Wer psychisch labil ist, ist nun umso anfälliger. Patienten, die schon vor der Krise unter Ängsten litten oder sich überfordert fühlten, setzt die Pandemie besonders zu. Ihre Beschwerden wurden schlimmer. Das stellen 92 Prozent der befragten Psychiaterinnen und Psychiater sowie Therapeutinnen und -therapeuten fest. Verstärkt werden aus Sicht von rund 80 Prozent der Experten zudem Symptome wie Unruhe und Nervosität, Niedergeschlagenheit, Erschöpfung und Antriebslosigkeit. Aber auch familiäre Probleme würden durch die Einschnitte in der Corona-Krise verschärft. „Wer ohnehin in Beziehungsproblemen oder Ehekrisen steckt, erlebt oft, dass sich die Konflikte mit zunehmendem Alltagsstress zuspitzen. Es ist zu befürchten, dass Streitigkeiten auch gewalttätig ausgetragen werden“, so Dr. Herold von der pronova BKK.

Wenn Corona krank macht

Auch bislang unbelastete Menschen geraten in der Corona-Pandemie in seelische Nöte: Fast alle befragten Mediziner berichten von neuen Patientinnen und Patienten, die erst seit der Corona-Krise in Behandlung sind. Terminanfragen haben vor allem bei niedergelassenen Psychiatern und Psychotherapeuten zugenommen. Überforderung im Corona-Alltag, Ängste und familiäre Probleme hatten den neuen Patienten so zugesetzt, dass sie sich in Behandlung begaben.
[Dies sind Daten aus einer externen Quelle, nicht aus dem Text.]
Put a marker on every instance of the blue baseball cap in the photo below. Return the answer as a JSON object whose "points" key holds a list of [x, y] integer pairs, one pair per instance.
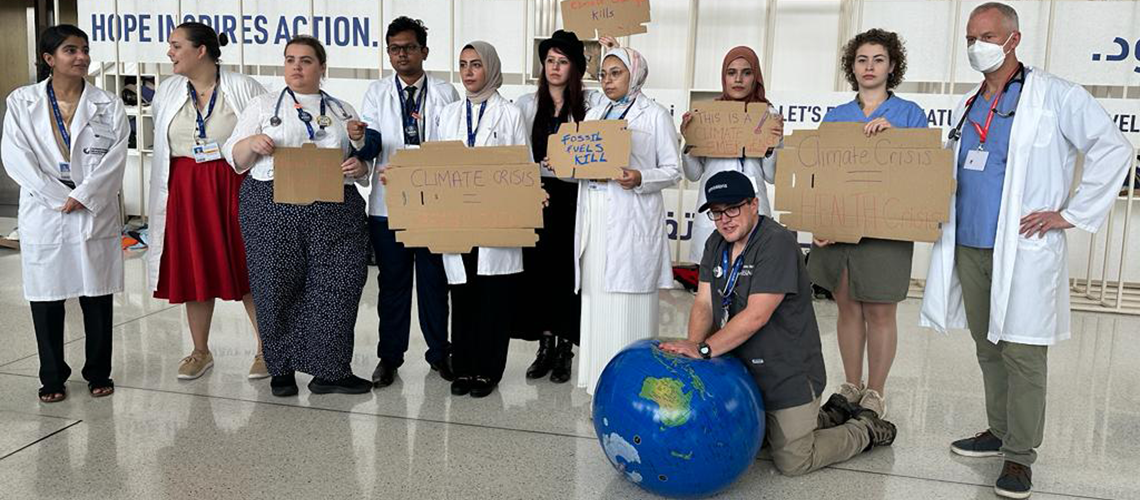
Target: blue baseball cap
{"points": [[729, 187]]}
Besonders groß war der Andrang der Studie zufolge im dritten Quartal 2020. „Erst nach dem Lockdown im Frühling suchten die Menschen verstärkt psychologische Unterstützung. Im Sommer sanken die Infektionszahlen und die akuten Corona-Sorgen wurden kleiner – Menschen, die psychisch stark gelitten hatten, kämpften aber mit anhaltenden Beschwerden. Das war der Moment für viele, professionelle Hilfe einzuholen“, sagt Dr. Herold von der pronova BKK.

Zur Studie

Die Befragung „Psychische Gesundheit in der Krise“ wurde im Oktober und November 2020 im Auftrag der pronova BKK im Rahmen einer Online-Befragung durchgeführt. Bundesweit nahmen 154 Psychiaterinnen und Psychiater sowie Psychotherapeutinnen und -therapeuten daran teil.